End-to-end Reinforcement Learning for Time-Optimal Quadcopter Flight (2311.16948v1)

Abstract: Aggressive time-optimal control of quadcopters poses a significant challenge in the field of robotics. The state-of-the-art approach leverages reinforcement learning (RL) to train optimal neural policies. However, a critical hurdle is the sim-to-real gap, often addressed by employing a robust inner loop controller -an abstraction that, in theory, constrains the optimality of the trained controller, necessitating margins to counter potential disturbances. In contrast, our novel approach introduces high-speed quadcopter control using end-to-end RL (E2E) that gives direct motor commands. To bridge the reality gap, we incorporate a learned residual model and an adaptive method that can compensate for modeling errors in thrust and moments. We compare our E2E approach against a state-of-the-art network that commands thrust and body rates to an INDI inner loop controller, both in simulated and real-world flight. E2E showcases a significant 1.39-second advantage in simulation and a 0.17-second edge in real-world testing, highlighting end-to-end reinforcement learning's potential. The performance drop observed from simulation to reality shows potential for further improvement, including refining strategies to address the reality gap or exploring offline reinforcement learning with real flight data.

Introduction

The field of robotics has made great strides with autonomous quadcopters, which are essential in various applications requiring rapid and agile flight. Achieving time-optimal control for these quadcopters often encounters challenges such as the sim-to-real gap, which refers to the difficulty in translating learned behaviors from simulations to real-world scenarios.

Methodology

Researchers have developed an end-to-end reinforcement learning (E2E RL) system, offering direct motor commands without relying on low-level controllers. This approach includes a learned residual model and an adaptive method to adjust for modeling inaccuracies, aiming to bridge the reality gap.

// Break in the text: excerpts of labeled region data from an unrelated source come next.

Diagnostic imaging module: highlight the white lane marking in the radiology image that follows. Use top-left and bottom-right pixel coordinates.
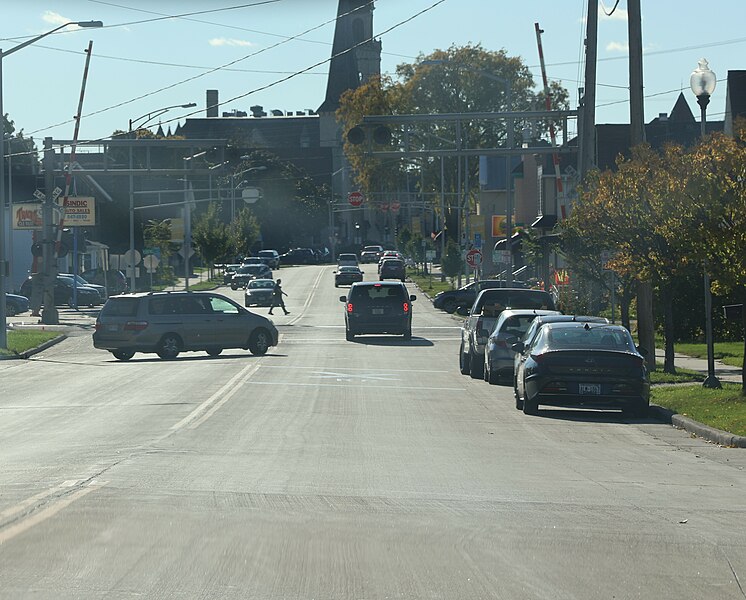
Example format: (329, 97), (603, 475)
(0, 479), (81, 521)
(0, 483), (106, 546)
(251, 381), (466, 392)
(171, 362), (259, 431)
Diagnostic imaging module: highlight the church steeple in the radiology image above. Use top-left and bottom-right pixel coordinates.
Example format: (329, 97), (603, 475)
(318, 0), (381, 113)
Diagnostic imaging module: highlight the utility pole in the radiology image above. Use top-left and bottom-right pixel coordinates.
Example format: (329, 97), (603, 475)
(627, 0), (655, 370)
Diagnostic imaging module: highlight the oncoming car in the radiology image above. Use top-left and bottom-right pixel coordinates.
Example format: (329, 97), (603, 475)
(93, 292), (278, 360)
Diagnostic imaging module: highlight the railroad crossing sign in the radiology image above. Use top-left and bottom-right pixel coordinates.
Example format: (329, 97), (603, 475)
(466, 248), (482, 269)
(347, 192), (363, 206)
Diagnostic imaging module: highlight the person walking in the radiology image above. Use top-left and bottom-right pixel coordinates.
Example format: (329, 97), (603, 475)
(269, 279), (290, 315)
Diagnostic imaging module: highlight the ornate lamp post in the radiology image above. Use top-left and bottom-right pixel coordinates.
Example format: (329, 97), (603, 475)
(689, 58), (722, 388)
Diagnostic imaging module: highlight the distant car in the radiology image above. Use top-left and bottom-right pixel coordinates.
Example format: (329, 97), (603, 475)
(337, 252), (358, 267)
(80, 268), (129, 296)
(433, 279), (525, 313)
(257, 250), (280, 269)
(378, 258), (407, 281)
(339, 281), (417, 342)
(5, 293), (29, 317)
(280, 248), (319, 265)
(513, 321), (650, 417)
(484, 308), (561, 385)
(360, 245), (383, 263)
(244, 279), (275, 306)
(334, 266), (363, 287)
(231, 263), (272, 290)
(21, 275), (103, 307)
(93, 292), (278, 360)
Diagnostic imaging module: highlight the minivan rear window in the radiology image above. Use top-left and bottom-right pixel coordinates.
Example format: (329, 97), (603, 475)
(101, 296), (140, 317)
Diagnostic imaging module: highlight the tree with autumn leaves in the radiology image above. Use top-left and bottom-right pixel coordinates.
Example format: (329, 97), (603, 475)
(561, 123), (746, 392)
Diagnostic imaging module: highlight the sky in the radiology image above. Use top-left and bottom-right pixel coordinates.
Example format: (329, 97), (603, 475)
(0, 0), (746, 146)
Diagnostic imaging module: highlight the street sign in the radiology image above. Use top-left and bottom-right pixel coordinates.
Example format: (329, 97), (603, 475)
(466, 248), (482, 269)
(347, 192), (363, 206)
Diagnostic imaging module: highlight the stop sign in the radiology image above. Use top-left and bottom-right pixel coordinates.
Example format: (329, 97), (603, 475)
(347, 192), (363, 206)
(466, 248), (482, 269)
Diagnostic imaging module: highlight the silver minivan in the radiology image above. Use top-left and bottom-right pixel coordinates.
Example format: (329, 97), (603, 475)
(93, 292), (278, 360)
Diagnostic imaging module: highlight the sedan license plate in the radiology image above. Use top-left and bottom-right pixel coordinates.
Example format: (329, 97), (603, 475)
(578, 383), (601, 396)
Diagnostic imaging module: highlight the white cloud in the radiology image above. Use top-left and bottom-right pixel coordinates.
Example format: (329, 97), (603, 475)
(606, 42), (629, 53)
(209, 38), (254, 47)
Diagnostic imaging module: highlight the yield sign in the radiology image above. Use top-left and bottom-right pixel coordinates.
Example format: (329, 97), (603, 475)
(347, 192), (363, 206)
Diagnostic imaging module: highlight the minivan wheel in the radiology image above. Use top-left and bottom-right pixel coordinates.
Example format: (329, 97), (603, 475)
(158, 333), (181, 360)
(111, 350), (135, 360)
(249, 327), (270, 356)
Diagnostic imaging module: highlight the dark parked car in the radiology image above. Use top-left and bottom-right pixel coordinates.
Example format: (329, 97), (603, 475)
(80, 269), (129, 296)
(339, 281), (417, 341)
(5, 293), (29, 317)
(378, 258), (407, 282)
(280, 248), (319, 265)
(244, 279), (275, 306)
(21, 275), (103, 307)
(93, 292), (278, 360)
(334, 265), (363, 287)
(513, 321), (650, 416)
(433, 279), (525, 313)
(231, 263), (272, 290)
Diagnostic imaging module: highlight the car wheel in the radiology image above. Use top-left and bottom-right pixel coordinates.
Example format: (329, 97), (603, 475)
(249, 327), (270, 356)
(458, 343), (470, 375)
(469, 352), (484, 379)
(158, 333), (181, 360)
(443, 300), (458, 313)
(523, 398), (539, 415)
(111, 350), (135, 360)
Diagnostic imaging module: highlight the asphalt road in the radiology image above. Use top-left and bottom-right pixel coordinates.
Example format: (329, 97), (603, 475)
(0, 266), (746, 600)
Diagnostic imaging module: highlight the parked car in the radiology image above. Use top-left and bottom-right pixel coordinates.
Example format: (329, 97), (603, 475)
(337, 252), (358, 267)
(280, 248), (318, 265)
(80, 268), (129, 296)
(223, 263), (241, 285)
(231, 263), (272, 290)
(433, 279), (526, 313)
(360, 245), (383, 263)
(378, 258), (407, 281)
(339, 281), (417, 341)
(257, 250), (280, 269)
(93, 292), (278, 360)
(21, 275), (103, 307)
(244, 279), (275, 306)
(334, 266), (363, 287)
(484, 308), (561, 385)
(513, 322), (650, 417)
(459, 288), (556, 379)
(5, 292), (29, 317)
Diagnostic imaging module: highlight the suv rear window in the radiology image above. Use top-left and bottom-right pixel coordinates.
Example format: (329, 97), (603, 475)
(349, 283), (407, 305)
(101, 296), (140, 317)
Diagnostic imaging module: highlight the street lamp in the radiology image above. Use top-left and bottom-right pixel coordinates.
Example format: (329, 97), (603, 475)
(689, 58), (722, 389)
(127, 102), (197, 133)
(0, 21), (104, 349)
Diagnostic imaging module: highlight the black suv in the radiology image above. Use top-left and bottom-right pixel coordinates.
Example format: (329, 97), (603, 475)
(339, 281), (417, 341)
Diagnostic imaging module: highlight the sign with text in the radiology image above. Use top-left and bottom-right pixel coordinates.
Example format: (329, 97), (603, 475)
(58, 196), (96, 227)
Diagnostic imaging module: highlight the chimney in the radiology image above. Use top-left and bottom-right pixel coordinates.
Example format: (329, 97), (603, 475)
(207, 90), (218, 119)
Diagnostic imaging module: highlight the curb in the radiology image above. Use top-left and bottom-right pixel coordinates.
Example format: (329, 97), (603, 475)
(650, 404), (746, 448)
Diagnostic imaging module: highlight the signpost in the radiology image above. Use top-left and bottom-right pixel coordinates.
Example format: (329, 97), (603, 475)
(347, 192), (363, 207)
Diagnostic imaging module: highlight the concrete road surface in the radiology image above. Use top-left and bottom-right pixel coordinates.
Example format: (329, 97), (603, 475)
(0, 266), (746, 600)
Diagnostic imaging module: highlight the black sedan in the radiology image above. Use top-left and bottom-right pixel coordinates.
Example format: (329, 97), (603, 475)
(5, 293), (29, 317)
(513, 322), (650, 417)
(334, 266), (363, 287)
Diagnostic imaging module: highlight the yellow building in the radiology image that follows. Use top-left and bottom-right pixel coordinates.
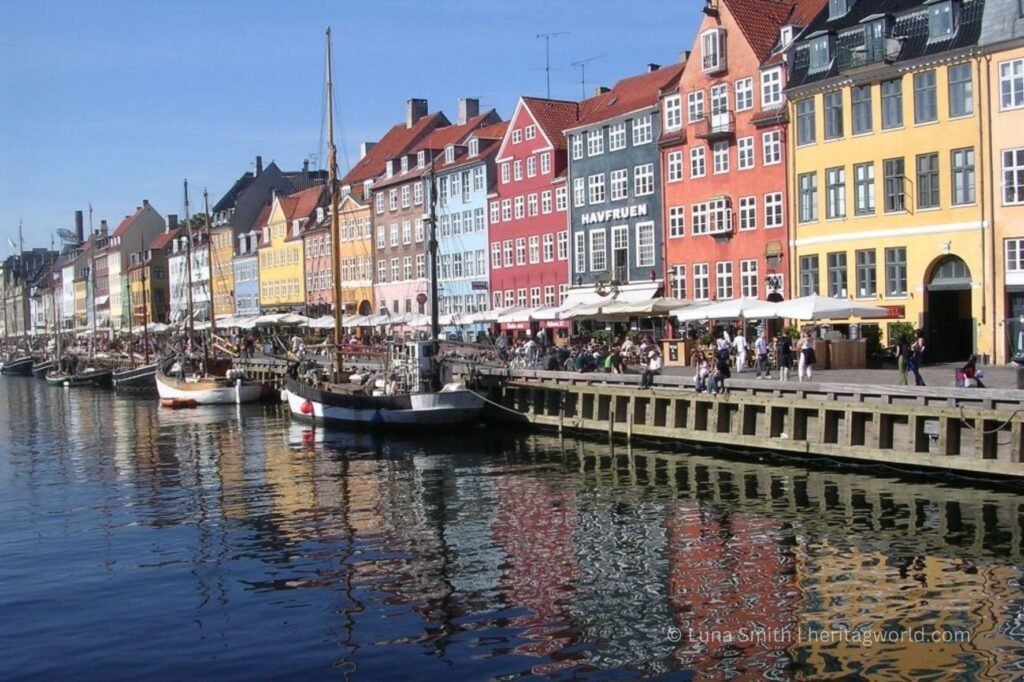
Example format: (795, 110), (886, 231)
(259, 186), (324, 311)
(787, 0), (994, 363)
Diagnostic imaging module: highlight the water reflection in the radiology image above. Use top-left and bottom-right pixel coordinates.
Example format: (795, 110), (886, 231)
(0, 378), (1024, 679)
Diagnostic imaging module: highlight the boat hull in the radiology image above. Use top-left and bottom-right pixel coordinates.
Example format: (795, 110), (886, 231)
(156, 373), (263, 404)
(285, 378), (483, 429)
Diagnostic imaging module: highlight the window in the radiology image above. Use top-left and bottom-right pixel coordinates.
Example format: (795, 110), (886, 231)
(882, 78), (903, 130)
(587, 173), (604, 204)
(853, 164), (874, 215)
(827, 251), (847, 298)
(665, 94), (683, 130)
(637, 222), (654, 267)
(800, 256), (818, 296)
(739, 197), (758, 229)
(808, 36), (829, 74)
(798, 173), (818, 222)
(669, 206), (686, 238)
(690, 146), (708, 177)
(590, 229), (608, 272)
(633, 164), (654, 197)
(686, 90), (703, 123)
(999, 59), (1024, 109)
(856, 249), (878, 298)
(633, 115), (654, 146)
(886, 247), (906, 296)
(765, 191), (782, 227)
(741, 137), (754, 170)
(573, 232), (587, 272)
(797, 97), (815, 144)
(608, 121), (626, 152)
(735, 78), (763, 112)
(715, 260), (732, 301)
(669, 152), (683, 182)
(946, 63), (974, 119)
(824, 90), (843, 139)
(883, 159), (906, 213)
(739, 259), (758, 298)
(913, 71), (939, 123)
(1002, 147), (1024, 204)
(761, 69), (782, 109)
(850, 85), (874, 135)
(572, 177), (587, 208)
(700, 29), (725, 73)
(918, 154), (939, 209)
(928, 0), (953, 41)
(669, 265), (686, 301)
(712, 142), (729, 173)
(693, 263), (711, 301)
(761, 130), (782, 166)
(825, 167), (846, 219)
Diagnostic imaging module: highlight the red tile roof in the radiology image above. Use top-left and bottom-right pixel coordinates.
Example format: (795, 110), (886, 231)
(575, 63), (685, 126)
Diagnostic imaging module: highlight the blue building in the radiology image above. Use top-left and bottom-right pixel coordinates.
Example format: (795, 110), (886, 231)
(565, 63), (684, 303)
(434, 123), (508, 341)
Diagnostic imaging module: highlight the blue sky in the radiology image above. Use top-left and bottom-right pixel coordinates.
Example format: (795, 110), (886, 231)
(0, 0), (702, 249)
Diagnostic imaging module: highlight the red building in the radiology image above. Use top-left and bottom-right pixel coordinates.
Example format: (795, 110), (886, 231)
(487, 97), (581, 325)
(660, 0), (824, 311)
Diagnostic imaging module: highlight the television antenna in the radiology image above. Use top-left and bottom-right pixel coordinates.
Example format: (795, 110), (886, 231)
(537, 31), (569, 99)
(569, 54), (607, 99)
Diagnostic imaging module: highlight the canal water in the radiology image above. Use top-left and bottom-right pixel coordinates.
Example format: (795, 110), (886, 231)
(0, 377), (1024, 680)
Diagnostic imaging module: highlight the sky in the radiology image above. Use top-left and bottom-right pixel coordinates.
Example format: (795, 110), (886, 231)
(0, 0), (703, 249)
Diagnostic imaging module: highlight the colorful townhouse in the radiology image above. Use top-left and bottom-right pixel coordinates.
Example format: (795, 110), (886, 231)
(259, 185), (326, 312)
(561, 63), (684, 302)
(979, 0), (1024, 364)
(487, 97), (581, 329)
(332, 99), (449, 315)
(434, 123), (508, 341)
(373, 99), (501, 315)
(787, 0), (994, 363)
(659, 0), (824, 313)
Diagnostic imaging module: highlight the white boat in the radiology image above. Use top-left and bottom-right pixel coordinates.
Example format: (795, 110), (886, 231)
(284, 29), (483, 429)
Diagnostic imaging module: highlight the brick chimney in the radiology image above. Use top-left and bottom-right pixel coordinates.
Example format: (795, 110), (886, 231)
(459, 97), (480, 125)
(406, 99), (427, 128)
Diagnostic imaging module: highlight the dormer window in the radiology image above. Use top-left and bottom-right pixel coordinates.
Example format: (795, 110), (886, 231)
(700, 29), (725, 74)
(828, 0), (853, 22)
(928, 0), (953, 41)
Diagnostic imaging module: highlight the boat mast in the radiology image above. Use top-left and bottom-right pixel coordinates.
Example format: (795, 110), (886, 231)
(327, 27), (345, 382)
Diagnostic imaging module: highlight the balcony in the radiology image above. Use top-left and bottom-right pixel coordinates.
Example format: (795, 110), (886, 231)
(693, 112), (736, 142)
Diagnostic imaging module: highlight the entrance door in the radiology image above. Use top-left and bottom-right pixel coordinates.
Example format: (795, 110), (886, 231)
(925, 256), (974, 363)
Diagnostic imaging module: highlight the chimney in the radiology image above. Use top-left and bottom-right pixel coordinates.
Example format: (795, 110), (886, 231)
(459, 97), (480, 126)
(406, 99), (427, 128)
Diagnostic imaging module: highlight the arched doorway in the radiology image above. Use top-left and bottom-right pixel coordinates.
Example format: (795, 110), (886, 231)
(925, 255), (974, 363)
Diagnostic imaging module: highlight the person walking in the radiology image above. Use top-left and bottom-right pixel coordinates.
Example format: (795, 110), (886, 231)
(910, 330), (925, 386)
(797, 332), (817, 381)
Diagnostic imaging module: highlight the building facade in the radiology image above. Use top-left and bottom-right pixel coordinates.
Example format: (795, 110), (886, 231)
(788, 0), (994, 361)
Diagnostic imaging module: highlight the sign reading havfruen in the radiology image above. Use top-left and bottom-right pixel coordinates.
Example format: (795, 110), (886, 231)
(580, 204), (647, 225)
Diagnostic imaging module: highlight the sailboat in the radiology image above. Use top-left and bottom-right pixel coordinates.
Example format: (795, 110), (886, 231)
(157, 180), (263, 407)
(284, 29), (483, 429)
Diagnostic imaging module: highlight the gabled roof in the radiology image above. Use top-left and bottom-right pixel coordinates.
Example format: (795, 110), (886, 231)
(341, 112), (449, 191)
(569, 63), (686, 128)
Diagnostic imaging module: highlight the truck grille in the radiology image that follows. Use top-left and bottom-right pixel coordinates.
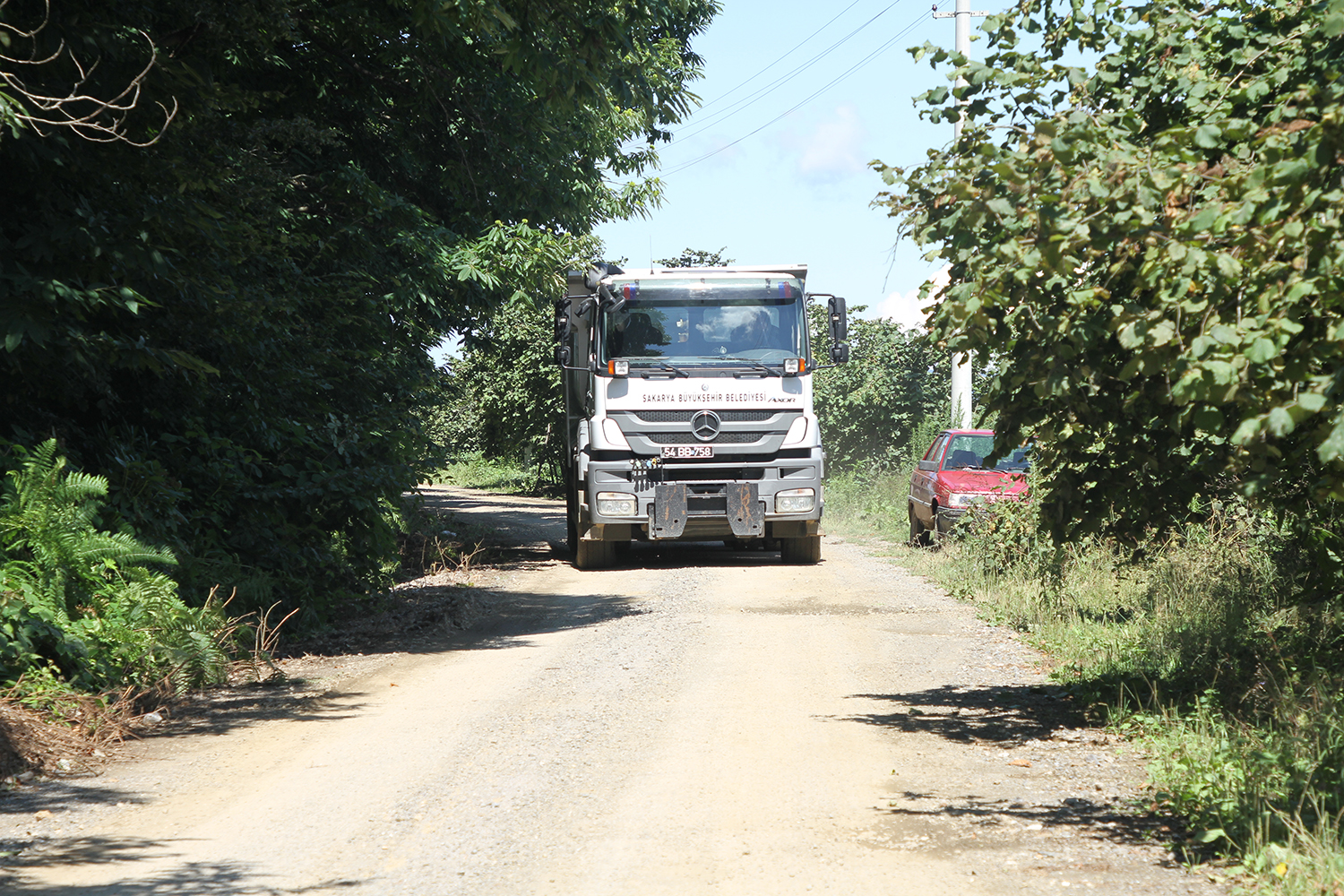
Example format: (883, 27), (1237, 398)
(634, 409), (780, 423)
(640, 433), (769, 444)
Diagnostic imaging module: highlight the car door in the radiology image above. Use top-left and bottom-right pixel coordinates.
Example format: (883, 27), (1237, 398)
(910, 433), (948, 525)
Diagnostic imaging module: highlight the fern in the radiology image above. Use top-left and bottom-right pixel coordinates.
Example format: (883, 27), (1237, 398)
(0, 439), (233, 691)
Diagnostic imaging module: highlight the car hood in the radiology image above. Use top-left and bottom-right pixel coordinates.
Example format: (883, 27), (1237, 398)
(938, 470), (1027, 495)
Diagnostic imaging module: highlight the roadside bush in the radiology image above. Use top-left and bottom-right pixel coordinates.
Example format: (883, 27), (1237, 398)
(0, 439), (233, 691)
(921, 500), (1344, 893)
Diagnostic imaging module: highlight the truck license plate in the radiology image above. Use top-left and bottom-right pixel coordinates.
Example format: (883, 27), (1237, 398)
(663, 444), (714, 458)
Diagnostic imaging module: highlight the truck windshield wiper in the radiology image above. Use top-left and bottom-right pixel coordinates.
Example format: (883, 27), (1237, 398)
(701, 355), (784, 376)
(650, 361), (691, 376)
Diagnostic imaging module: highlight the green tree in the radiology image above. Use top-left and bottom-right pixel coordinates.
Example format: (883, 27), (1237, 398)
(878, 0), (1344, 538)
(445, 302), (564, 469)
(653, 246), (737, 267)
(808, 299), (952, 473)
(0, 0), (718, 617)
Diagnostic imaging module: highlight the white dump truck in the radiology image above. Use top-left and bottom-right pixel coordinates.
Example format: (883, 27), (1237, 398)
(556, 264), (849, 570)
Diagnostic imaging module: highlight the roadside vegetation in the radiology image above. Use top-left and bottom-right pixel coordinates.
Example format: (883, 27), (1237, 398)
(860, 0), (1344, 895)
(0, 0), (718, 762)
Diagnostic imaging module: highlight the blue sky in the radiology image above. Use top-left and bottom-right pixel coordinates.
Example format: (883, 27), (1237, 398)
(597, 0), (984, 326)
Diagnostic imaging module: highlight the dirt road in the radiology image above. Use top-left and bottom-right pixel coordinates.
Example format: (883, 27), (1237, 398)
(0, 489), (1215, 896)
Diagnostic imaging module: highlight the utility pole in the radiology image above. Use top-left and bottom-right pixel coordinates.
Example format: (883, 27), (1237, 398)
(933, 0), (989, 430)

The methodology consists of adopting a quadcopter model that incorporates the E2E network and training strategies, as well as an INDI network that calculates thrust and body rate commands. Each has distinct neural network architectures and inputs specific to their operation within a Markov Decision Process (MDP) frame.

Experimental Setup

The practical application of the E2E and INDI networks was tested using a Parrot Bebop 1 quadcopter within a controlled environment. This quadcopter was chosen for its unique flexible frame, presenting a non-trivial scenario for the networks to operate within. The setup used real-time computation aboard the Bebop's processor and an OptiTrack system to provide precise motion data.

Results & Discussion

The E2E approach showed significant promise. In simulations, the E2E network demonstrated a 1.39-second faster completion time over the state-of-the-art approach, with a 0.17-second lead in real-world tests. This advantage was predominantly visible during the initial lap, starting from a hover. The networks' performance converged in the following laps. While both techniques proved robust in simulations, real-world flights revealed more pronounced gaps, especially for the E2E framework, suggesting its greater sensitivity to modeling errors.

The E2E network's direct handling of motor commands and real-time adjustments presents an exciting avenue for further research to improve quadcopter performance. Refining the E2E network through offline reinforcement learning, using real-world flight data and considering other model discrepancies like battery voltage or maximum RPM variance, could lead to further performance enhancements.